Eyas sighed. Trying something new. ‘So who’d he record as his next of kin?’

‘That’s the shitty bit,’ the patroller said. She tossed her scrib onto the table between them. ‘He didn’t.’

Eyas stared. ‘His emergency contact, then.’

‘Nope.’

‘All GC records have them. It’s right there for you to fill out when you update your patch.’

‘Yeah, well, apparently he missed that bit. Didn’t think he’d need it, or something.’

How could you miss that bit? Eyas thought incredulously. How could you— She shook her head, ending the loop between scorn and pity. ‘There has to be someone.’

The patroller shifted in her chair. ‘I’m telling you, M, we tried. We tried to get on the local news feeds, we tried to get law enforcement to put out a notice or something. But they’re not Human, and they don’t get it. The way they see it, somebody with no family and no emergency contact is dead and has been identified, and their job is done. If he has friends, all we can do is hope they read Exodan news, because we don’t know who to—’

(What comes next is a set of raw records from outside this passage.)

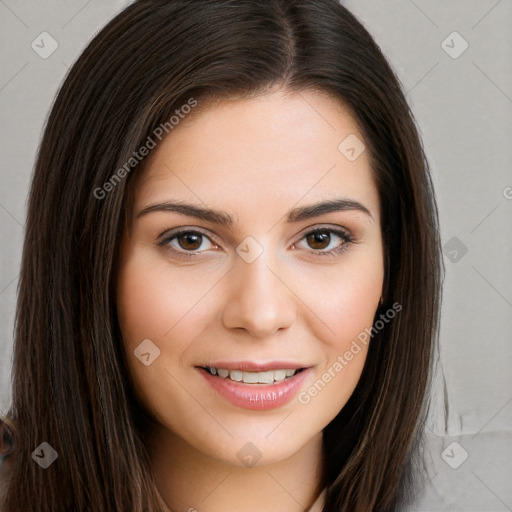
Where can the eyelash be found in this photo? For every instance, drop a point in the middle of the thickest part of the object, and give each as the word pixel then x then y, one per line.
pixel 347 238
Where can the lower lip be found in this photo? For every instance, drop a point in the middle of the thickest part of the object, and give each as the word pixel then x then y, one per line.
pixel 257 396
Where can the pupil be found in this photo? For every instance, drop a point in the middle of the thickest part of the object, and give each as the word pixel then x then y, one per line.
pixel 320 237
pixel 196 240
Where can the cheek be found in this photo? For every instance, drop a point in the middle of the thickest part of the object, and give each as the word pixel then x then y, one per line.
pixel 155 303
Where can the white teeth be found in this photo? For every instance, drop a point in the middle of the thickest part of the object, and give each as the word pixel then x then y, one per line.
pixel 253 377
pixel 236 375
pixel 279 375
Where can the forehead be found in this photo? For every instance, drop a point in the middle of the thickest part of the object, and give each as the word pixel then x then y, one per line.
pixel 276 148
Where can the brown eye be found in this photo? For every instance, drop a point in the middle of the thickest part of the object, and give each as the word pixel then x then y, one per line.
pixel 190 241
pixel 319 240
pixel 325 242
pixel 187 243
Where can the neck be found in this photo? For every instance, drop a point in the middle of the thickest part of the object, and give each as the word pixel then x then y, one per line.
pixel 192 481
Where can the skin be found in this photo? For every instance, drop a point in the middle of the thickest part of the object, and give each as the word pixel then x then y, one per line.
pixel 256 159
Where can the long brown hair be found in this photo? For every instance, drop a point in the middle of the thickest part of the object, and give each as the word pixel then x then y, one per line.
pixel 70 386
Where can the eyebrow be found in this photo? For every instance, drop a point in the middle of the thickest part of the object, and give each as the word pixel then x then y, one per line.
pixel 225 219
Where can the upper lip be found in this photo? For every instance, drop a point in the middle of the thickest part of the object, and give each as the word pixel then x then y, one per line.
pixel 253 366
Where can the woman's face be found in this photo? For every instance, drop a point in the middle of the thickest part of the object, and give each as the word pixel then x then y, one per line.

‘Are you saying,’ Eyas broke in, ‘that nobody’s coming for him?’

Patroller Boothe nodded. She cleared her throat again. ‘We might hear from someone. I don’t know. I can’t predict that. Could be tomorrow, could be next standard. But I also know that the, um . . . the stasies you guys use here aren’t built for long-term storage. So you might . . .’ She trailed off.